Landslide-dammed lakes

This polygon feature class signifies the known or inferred area inundated by landslide-dammed lakes. In many instances, the lake no longer exists in the landscape and its extent was inferred based on geomorphic features such as sedimentary plains, wetlands, and deltas. If no obvious signs of a past lake exist for a particular case study, a lake was not mapped. Where the landslide-dammed lakes still exist today (typically for large, enduring dams), the current lake extent was taken from the LINZ topographic 1:50,000 scale mapping (LINZ 2020a, b). These are likely not the initial or maximum lake extents, particularly for old dams. Using the datasets available, we were able to map lakes for ~ 80% of landslide dams in the v1.0 dataset. The lake was delineated using a variety of methods from manual mapping on 1 m resolution LiDAR to using the LINZ 1:50,000 scale map data. The quality of data (e.g. resolution and accuracy) therefore varies depending on the technique used, as described in the Quality Rankings table (see the “Quality rankings” section).
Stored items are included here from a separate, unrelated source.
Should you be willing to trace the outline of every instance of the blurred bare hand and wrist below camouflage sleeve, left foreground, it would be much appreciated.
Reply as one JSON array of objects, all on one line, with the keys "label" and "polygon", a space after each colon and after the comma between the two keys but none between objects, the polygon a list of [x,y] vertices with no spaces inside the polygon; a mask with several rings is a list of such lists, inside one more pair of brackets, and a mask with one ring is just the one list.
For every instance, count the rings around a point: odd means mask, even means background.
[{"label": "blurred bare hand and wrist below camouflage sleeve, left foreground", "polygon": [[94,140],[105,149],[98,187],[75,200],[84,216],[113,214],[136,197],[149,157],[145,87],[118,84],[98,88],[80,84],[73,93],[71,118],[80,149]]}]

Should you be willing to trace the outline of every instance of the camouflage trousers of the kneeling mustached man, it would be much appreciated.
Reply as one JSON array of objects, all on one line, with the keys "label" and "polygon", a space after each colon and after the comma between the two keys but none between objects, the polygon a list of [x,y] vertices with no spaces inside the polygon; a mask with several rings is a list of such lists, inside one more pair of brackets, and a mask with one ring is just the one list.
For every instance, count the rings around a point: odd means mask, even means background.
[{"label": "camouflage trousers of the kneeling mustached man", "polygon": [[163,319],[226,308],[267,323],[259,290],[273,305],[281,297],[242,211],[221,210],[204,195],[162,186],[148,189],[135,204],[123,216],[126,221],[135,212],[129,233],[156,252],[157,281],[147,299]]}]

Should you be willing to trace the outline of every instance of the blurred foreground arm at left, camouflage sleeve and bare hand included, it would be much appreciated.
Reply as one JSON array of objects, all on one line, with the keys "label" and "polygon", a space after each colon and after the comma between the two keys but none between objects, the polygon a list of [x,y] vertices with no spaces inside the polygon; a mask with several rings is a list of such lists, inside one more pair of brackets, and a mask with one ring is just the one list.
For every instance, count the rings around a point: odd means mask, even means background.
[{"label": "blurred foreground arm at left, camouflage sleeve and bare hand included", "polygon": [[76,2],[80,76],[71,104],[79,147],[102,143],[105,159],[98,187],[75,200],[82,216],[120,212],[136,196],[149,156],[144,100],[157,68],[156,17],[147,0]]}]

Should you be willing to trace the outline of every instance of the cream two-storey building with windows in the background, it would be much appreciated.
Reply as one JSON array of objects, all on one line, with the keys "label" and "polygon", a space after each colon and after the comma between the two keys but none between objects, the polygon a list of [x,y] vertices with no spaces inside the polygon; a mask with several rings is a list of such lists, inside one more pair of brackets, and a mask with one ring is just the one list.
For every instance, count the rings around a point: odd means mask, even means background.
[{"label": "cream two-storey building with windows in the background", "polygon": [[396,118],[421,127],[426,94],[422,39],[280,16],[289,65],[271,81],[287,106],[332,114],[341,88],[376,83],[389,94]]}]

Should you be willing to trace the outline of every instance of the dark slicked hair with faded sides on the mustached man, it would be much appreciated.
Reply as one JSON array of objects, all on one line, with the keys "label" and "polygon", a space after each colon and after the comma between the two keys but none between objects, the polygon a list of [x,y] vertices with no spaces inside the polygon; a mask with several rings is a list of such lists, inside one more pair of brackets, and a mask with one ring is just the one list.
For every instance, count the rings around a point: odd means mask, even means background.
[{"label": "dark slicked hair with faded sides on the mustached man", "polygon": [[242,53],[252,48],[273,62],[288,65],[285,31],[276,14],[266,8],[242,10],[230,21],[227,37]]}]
This feature class contains attributes that are specific to the landslide-dammed lake. A summary is presented in SI Table 5.

Quality rankings

This table records the quality of each source dataset or reference. Where multiple references are given in the feature classes, the ranking of the highest overall quality record is assigned to the dataset. For example, if the dataset was originally mapped by Perrin and Hancox (unpublished) but updated by the NZLDD v1.0 authors using more recent satellite imagery or terrain models, then the metadata record for the updated mapping is linked to the landslide DamSite points via the Metadata ID field. Only the highest quality records (i.e. those linked to the DamSite point by the MetadataID) have quality rankings provided for v1.0 of the database.

In v1.0 of the database, this table contains attributes that are specific to the quality of each whole source dataset, not individual landslide dams. In v2.0, the quality rankings will be landslide-specific. A summary is presented in SI Table 6.